Analysis

Kerry Visit Underscores Uzbekistan’s Pivotal Role

As America draws down in Afghanistan, Uzbekistan is likely to start playing a bigger role in Central Asia.

American secretary of state John Kerry met with Uzbekistan’s president, Islam Karimov, on Sunday. The rare high-level encounter with the septuagenarian autocrat underscores the strategic importance the United States attaches to his nation.

The Reuters news agency reports that the two held talks in the ancient city of Samarkand on the fringes of a diplomatic gathering of Kerry and his five Central Asian counterparts aimed at reassuring them of America’s continued commitment to the region.

Karimov, in power since the fall of the Soviet Union, is routinely criticized for rights abuses in his country.

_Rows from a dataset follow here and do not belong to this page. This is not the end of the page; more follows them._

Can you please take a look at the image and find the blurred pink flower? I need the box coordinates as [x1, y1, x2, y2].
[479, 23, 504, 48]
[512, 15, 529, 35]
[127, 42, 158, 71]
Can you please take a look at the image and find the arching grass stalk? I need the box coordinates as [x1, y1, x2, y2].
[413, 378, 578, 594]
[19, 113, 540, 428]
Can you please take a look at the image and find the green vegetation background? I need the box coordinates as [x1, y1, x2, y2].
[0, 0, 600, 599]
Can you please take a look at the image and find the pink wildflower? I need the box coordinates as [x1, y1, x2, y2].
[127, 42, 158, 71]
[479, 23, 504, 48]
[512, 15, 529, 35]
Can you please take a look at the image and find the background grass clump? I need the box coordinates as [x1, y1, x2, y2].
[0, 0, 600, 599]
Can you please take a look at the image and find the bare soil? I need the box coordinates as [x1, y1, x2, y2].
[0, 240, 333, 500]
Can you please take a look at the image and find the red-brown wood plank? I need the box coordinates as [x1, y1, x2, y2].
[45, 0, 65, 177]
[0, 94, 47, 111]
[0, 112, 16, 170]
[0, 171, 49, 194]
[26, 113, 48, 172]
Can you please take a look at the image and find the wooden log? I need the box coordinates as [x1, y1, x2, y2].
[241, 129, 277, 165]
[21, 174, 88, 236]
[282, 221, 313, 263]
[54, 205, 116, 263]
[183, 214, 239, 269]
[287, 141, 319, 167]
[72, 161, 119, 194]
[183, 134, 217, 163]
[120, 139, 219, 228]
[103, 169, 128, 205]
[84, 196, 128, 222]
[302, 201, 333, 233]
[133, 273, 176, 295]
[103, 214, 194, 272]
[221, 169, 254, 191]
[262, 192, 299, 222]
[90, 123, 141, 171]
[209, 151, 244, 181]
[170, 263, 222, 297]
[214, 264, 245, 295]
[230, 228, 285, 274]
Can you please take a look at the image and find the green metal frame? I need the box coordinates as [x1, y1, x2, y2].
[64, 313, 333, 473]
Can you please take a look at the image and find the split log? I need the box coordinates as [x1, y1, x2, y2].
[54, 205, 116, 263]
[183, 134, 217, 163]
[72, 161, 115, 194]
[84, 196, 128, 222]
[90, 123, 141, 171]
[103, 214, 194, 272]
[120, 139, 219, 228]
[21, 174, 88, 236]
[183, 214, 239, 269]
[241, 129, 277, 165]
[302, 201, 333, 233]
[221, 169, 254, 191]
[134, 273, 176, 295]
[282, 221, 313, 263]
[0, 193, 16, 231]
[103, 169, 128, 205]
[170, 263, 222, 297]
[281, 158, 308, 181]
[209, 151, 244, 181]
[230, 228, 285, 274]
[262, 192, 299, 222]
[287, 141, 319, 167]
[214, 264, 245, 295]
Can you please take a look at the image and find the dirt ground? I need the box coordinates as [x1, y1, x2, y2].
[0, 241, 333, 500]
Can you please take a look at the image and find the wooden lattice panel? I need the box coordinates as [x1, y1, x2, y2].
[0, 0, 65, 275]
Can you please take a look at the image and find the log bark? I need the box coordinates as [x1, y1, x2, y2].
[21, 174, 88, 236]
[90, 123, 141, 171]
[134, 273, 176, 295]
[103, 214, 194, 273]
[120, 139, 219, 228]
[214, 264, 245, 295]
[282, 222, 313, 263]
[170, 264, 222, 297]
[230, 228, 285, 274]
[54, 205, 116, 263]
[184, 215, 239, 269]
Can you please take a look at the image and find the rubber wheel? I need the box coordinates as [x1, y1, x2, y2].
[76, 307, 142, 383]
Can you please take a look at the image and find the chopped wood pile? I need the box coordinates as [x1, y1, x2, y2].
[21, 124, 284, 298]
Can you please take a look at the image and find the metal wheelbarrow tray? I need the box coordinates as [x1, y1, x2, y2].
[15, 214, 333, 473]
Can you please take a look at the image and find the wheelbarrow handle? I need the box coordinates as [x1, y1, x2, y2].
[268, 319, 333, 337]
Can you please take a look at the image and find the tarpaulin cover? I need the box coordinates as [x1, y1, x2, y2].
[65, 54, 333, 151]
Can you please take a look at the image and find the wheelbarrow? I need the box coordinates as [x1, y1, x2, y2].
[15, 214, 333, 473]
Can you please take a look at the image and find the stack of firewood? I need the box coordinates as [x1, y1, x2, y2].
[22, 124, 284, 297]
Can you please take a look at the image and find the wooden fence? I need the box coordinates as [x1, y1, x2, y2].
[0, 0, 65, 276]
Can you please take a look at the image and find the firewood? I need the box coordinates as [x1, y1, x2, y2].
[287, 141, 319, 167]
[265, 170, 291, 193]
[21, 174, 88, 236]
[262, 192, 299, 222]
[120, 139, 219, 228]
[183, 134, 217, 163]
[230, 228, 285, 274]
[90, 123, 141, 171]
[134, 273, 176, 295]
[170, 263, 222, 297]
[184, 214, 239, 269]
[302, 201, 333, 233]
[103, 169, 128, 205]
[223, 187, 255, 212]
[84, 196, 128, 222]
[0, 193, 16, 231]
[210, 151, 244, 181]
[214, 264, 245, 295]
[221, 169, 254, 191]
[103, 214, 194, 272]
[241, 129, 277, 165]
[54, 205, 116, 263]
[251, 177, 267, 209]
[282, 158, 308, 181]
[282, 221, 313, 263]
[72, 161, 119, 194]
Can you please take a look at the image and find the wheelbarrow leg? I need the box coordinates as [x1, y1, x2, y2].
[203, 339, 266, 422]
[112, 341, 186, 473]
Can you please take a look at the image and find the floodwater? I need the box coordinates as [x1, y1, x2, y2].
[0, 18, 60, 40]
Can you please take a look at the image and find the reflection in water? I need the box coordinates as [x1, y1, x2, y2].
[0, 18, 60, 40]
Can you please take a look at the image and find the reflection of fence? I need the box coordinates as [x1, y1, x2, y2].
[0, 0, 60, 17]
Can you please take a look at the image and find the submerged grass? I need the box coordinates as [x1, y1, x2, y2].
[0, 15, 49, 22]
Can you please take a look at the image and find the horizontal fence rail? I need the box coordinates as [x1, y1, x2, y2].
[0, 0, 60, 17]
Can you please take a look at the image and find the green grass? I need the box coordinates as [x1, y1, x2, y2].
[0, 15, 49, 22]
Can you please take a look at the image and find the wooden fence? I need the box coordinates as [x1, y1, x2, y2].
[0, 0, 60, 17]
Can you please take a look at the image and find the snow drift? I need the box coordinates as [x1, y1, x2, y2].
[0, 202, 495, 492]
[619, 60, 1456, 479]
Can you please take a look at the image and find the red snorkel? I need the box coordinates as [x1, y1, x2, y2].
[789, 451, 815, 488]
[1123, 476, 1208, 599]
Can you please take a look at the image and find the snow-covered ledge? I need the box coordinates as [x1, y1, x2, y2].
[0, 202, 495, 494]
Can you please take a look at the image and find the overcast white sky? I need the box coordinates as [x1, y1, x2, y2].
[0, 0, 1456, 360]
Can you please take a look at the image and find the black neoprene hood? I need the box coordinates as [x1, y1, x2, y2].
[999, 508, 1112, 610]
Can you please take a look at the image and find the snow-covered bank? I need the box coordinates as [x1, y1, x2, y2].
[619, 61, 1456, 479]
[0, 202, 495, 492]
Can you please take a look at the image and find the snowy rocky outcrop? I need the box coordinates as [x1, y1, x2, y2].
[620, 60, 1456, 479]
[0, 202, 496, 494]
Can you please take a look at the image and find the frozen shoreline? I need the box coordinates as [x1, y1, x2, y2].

But according to Reuters, such issues were unlikely to dominate his talks with Kerry.

As the United States draw down their involvement in neighboring Afghanistan, Uzbekistan’s role as a guarantor of Central Asian stability can be expected to expand.

It is also becoming another front in the wider East-West standoff that was triggered last year when Russia invaded another one of its former satellite states, Ukraine, when it was on the verge of signing a trade treaty with the European Union.

Since it withdrew from the Moscow-led Collective Security Treaty Organization in 2012, Uzbekistan has got closer to the United States. It provides critical supply lines into Afghanistan and still has ties with the country’s northern militias that fought the Pakistani-backed Taliban during the 1990s.

Russia has recently made efforts to repair relations. President Vladimir Putin visited Tashkent in December and forgave most of the former Soviet republic’s $890 million debt to Russia.

The most populous and most independent-minded of the Central Asian republics, Uzbekistan is a bellwether for the rest of the region. If it turns West, Russia fears countries like Azerbaijan and Turkmenistan are more likely to follow.

Uzbekistan owes its relative preponderance to several factors.

One is natural riches. It has among the world’s largest reserves of copper, lead, natural gas, oil, uranium and zinc.

But it is also landlocked and needs to cooperate with either Kazakhstan or Turkmenistan to export its oil and gas across the Caspian Sea. It conducts a growing overland trade with China which is now its biggest export market.

Uzbekistan is also ethnically more homogenous than its neighbors. The borders in Central Asia were drawn by the Soviets to keep the restive populations there divided. Ethnic Uzbeks nevertheless account for 80 percent of the country’s population.

They have a proud history, going back to the conqueror Tamerlane. Tashkent, the capital, has been a center of commerce and learning for centuries.

For Putin, it is therefore imperative to prevent Uzbekistan from asserting itself in the region and seeking closer relations with either China or Europe — especially when it believes its “near abroad” in Eastern Europe is under threat from Western encroachment.